The interconnection between ER stress and mitochondrial dysfunction is a critical factor in determining cellular fate and the decision to progress toward controlled cell death (apoptosis) or the initiation of a senescence program. Previous studies have shown that ER stress can directly control mitochondrial homeostasis through the integrated stress response transcription factor ATF3 (10). ATF3 transcriptionally regulates the mitochondrial kinase PINK1 (PTEN-induced putative kinase 1), and its upregulation provokes accumulation of depolarized mitochondria, increased production of mitochondrial reactive oxygen species, and loss of cell viability. AECII in IPF lungs show a high level of expression of ATF3 coupled with PINK1 deficiency. Concomitantly, these AECII exhibit higher susceptibility to apoptosis and, surprisingly, higher expression of senescence markers. Thus, the exact mechanisms by which all the stress responses are integrated and thereby control cellular fate is still an open question.
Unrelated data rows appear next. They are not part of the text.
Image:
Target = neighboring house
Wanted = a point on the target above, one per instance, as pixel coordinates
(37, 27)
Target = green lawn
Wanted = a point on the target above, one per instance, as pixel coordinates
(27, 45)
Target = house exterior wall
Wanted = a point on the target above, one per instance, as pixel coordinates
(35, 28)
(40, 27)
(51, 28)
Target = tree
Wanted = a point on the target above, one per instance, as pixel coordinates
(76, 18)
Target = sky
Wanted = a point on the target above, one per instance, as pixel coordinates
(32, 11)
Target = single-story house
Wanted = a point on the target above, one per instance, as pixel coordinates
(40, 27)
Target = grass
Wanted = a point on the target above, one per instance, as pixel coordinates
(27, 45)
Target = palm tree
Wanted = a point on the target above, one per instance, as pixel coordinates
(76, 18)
In this issue of the Journal, Jiang and colleagues (pp. 478–489) report that ATF4, but not ATF5, mediates UPRmt in alveolar epithelial cells in response to specific mitochondrial stresses (11). Interestingly, after confirming that UPRER leads to UPRmt, they show that UPRmt does not activate UPRER, demonstrating how intricate and subtle these connections are. The authors elegantly describe the upregulation of ATF4 and UPRmt markers in the lung of bleomycin-treated mice and AECII of IPF lungs. Also, they confirm a higher upregulation of proapoptotic and senescence makers in the alveolar epithelial cells of ATF4-overexpressing mice after bleomycin injury. The findings of Jiang and colleagues support the connection of UPRER and UPRmt in alveolar epithelial cells and place ATF4 as a critical regulator of the mitochondrial stress response. This work opens a series of important questions, including what are the mechanisms by which cell aging can result in a disruption of the cross-talk between ER and mitochondria, and what are the factors that define the cellular progression to apoptosis versus cell senescence? Answers to these questions will give us a better understanding of the intracellular communication required for healthy cellular homeostasis.